Published on June 03, 2008 at 8:42am

Proving that satisfying drama can emerge from unlikely settings, D.L. Coburn's The Gin Game takes place entirely on a sun porch attached to a dead-end home for the elderly. There, the (at first) chuckling and affable Weller (Bain Boehlke, who also directs and designs the meticulously ramshackle set) meets newcomer Fonsia (Wendy Lehr) and offers to while away the time with her over some gin (the card game, not the booze). Over the course of a few hands, all of which Fonsia wins, we learn that it's visitors' day, and neither of this aged pair has anyone willing to come see them. In the second scene, it seems romance might be afoot, since it's a week later (still no visitors) and our pair each arrive dressed up for the occasion.
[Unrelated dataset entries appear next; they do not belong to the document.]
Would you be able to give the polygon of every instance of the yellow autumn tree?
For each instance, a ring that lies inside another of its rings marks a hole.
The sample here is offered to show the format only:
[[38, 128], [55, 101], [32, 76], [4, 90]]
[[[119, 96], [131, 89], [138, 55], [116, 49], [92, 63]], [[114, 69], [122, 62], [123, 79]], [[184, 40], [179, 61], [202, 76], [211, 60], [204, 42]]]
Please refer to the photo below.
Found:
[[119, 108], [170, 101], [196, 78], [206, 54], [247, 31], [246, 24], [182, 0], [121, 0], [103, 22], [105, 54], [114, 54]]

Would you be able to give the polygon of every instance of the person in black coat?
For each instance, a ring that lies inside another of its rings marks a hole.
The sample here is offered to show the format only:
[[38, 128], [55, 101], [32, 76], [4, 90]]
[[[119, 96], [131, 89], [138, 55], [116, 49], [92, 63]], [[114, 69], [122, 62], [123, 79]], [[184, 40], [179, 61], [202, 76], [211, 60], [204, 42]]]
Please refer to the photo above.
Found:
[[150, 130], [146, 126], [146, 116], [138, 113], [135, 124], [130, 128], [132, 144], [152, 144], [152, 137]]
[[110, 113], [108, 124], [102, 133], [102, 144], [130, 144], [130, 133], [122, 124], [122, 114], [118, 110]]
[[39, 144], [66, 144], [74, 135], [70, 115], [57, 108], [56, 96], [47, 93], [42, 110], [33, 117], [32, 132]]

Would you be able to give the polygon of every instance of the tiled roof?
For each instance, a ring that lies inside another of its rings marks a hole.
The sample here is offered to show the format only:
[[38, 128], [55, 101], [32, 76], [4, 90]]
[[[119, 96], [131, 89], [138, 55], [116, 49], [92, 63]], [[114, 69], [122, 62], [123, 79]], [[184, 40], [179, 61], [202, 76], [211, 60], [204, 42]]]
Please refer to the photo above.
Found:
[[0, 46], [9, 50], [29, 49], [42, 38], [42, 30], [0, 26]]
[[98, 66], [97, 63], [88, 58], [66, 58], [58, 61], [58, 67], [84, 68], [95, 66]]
This is to be no winter romance story, though: Fonsia turns increasingly hard-eyed as she continues to win hand after hand, and Weller's earlier easygoing charm turns increasingly to exasperation until, just before the intermission, he explodes. Boehlke and Lehr have logged piles of work together over the past four decades or so, and it shows: They tease out the ugly realities of their characters slowly and gradually, working easily and cooperatively even as the chemistry between Weller and Fonsia turns inversely toxic. While Weller had been cooing and purring in the first act, midway through the second he's mocking and caustic, and in the final scene he delivers his nasty insults with jarring force. Fonsia turns brittle, with hostility and judgmental animosity beginning to leak out the corners of her demure facade. The nastiness becomes so thick in the final half-hour that there's a palpable sense that someone is going to lose this epic battle in a bad way, which is precisely what happens. There's never a sense here that anything terribly important is at stake, but Coburn's dark, claustrophobic little comedic drama delves deep into the unpleasant truths that can ruin lives. Boehlke and Lehr, for their part, are at no point less than fascinating. When the time comes and your kids pack you off to the home, best leave the deck of cards behind.